Nick Gillespie and Matt Welch of Reason spoke to the Freedom Fest audience about how to move from a libertarian moment to libertarian era. The reference “libertarian moment” is to a New York Times article published last year called “Has the Libertarian Moment Arrived?”
We live in increasingly libertarian times and Gillespie started off by making the point that people have the option to customize their lives in numerous ways previously not available, naming such services as Netflix, customized financial planning and the ability to make our own videos, something that would have cost thousands and thousands of dollars in the past.
Some of the signs of the libertarian moment are the increasing legalization of marijuana, gay marriage (something Reason magazine advocated for in the 1970s), criminal justice reform, the growth of school choice and the sharing economy of businesses like Airbnb and Uber.
Welch pointed out other victories like the unpopularity of Obamacare and the unpopularity of raising the debt ceiling and he urged politicians to move away from what he calls “bipartisan idiocy.” Bipartisan idiocy refers to the working together of politicians on bad policy that becomes accepted, which creates an environment where legislators are afraid to be the first to jump off the bad policy boat.
One of the continuing threats to the spread of libertarianism is tribal politics, although Gillespie points out that we are moving away from that with people identifying more as an independent than with a “name brand.” According to recent polls, people view the government as less and less reliable. But we also have the rise against free speech. Gillespie pointed out Hillary Clinton wants to see a constitutional amendment overturning the Citizens United decision. Other examples are rise of censorship on campus and the social justice warriors that want “trigger labels” on speech and ideas.

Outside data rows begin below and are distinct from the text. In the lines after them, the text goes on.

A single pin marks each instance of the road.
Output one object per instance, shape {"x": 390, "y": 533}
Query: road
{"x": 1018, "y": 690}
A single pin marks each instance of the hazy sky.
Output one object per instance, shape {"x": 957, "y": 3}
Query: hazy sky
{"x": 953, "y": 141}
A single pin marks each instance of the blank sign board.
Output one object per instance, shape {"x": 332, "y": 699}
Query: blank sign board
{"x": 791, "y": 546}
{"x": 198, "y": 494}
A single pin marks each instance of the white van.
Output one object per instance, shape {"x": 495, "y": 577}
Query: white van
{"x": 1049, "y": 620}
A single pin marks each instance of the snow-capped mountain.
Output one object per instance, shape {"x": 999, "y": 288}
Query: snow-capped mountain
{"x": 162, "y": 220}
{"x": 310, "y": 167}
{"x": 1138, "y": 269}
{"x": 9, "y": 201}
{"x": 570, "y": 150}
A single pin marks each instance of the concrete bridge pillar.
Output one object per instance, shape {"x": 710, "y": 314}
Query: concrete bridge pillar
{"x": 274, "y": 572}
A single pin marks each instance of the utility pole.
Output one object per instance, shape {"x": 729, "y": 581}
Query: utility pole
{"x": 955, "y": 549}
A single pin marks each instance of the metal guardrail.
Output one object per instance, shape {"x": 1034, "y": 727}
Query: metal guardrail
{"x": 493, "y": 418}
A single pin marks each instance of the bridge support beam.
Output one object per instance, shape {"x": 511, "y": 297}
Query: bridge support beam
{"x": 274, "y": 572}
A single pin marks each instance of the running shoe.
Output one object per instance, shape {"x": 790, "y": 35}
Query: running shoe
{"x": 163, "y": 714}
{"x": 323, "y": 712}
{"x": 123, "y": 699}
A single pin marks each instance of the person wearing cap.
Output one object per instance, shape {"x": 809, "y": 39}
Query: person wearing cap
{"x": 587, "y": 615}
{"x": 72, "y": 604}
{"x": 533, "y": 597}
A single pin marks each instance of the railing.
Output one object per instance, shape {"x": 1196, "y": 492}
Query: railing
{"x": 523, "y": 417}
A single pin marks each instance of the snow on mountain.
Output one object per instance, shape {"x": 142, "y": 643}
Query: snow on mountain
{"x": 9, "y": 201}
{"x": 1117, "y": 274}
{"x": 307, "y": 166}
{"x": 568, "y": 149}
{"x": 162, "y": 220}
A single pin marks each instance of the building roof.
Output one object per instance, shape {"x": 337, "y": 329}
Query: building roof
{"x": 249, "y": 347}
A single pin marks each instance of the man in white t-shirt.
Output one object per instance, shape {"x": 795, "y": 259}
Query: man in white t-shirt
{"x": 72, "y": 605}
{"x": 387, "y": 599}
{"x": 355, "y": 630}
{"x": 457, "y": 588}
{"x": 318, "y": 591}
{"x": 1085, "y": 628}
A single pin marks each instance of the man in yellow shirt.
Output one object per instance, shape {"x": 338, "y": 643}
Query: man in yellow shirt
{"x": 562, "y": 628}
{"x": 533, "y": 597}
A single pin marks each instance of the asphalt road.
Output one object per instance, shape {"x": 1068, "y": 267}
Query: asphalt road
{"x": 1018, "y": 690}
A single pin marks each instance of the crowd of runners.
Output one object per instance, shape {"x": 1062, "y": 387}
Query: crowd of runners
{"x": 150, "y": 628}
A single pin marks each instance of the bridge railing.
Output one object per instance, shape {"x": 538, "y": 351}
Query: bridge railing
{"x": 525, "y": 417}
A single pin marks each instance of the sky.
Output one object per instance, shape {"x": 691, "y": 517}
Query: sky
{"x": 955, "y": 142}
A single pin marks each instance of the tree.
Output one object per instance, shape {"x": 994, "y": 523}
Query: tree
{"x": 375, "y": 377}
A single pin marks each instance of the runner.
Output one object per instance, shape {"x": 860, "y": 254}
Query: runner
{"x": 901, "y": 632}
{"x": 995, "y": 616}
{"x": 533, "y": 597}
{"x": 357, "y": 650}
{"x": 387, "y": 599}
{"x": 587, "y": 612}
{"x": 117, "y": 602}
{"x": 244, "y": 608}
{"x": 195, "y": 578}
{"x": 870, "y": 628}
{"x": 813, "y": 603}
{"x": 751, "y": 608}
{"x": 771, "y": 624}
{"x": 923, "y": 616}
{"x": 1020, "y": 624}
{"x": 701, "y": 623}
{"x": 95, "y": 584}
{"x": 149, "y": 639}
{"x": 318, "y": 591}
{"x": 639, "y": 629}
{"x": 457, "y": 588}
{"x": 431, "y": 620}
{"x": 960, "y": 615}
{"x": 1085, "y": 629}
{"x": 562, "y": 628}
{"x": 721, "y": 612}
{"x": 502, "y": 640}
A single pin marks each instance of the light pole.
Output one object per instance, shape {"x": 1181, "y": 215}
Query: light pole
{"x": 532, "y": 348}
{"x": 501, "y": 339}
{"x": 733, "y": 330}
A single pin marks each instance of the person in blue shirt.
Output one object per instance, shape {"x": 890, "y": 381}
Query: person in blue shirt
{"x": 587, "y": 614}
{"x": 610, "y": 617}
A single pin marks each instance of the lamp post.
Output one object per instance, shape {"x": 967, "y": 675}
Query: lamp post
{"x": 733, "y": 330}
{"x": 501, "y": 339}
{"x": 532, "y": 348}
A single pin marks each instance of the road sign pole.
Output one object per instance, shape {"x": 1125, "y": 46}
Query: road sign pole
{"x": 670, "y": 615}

Welch had praise for South Carolina Governor Nikki Haley who brought people together in South Carolina following the murder of nine people at a South Carolina church. He said Haley shut out the national attention and groups that brought riots like in Ferguson and other places following racially charged incidents.
In conclusion, Welch and Gillespie seemed cautiously optimistic about the establishment of long-term libertarianism. The movement faces threats for sure, but culturally we are moving toward more individualism that will surely trickle down into politics. I agree.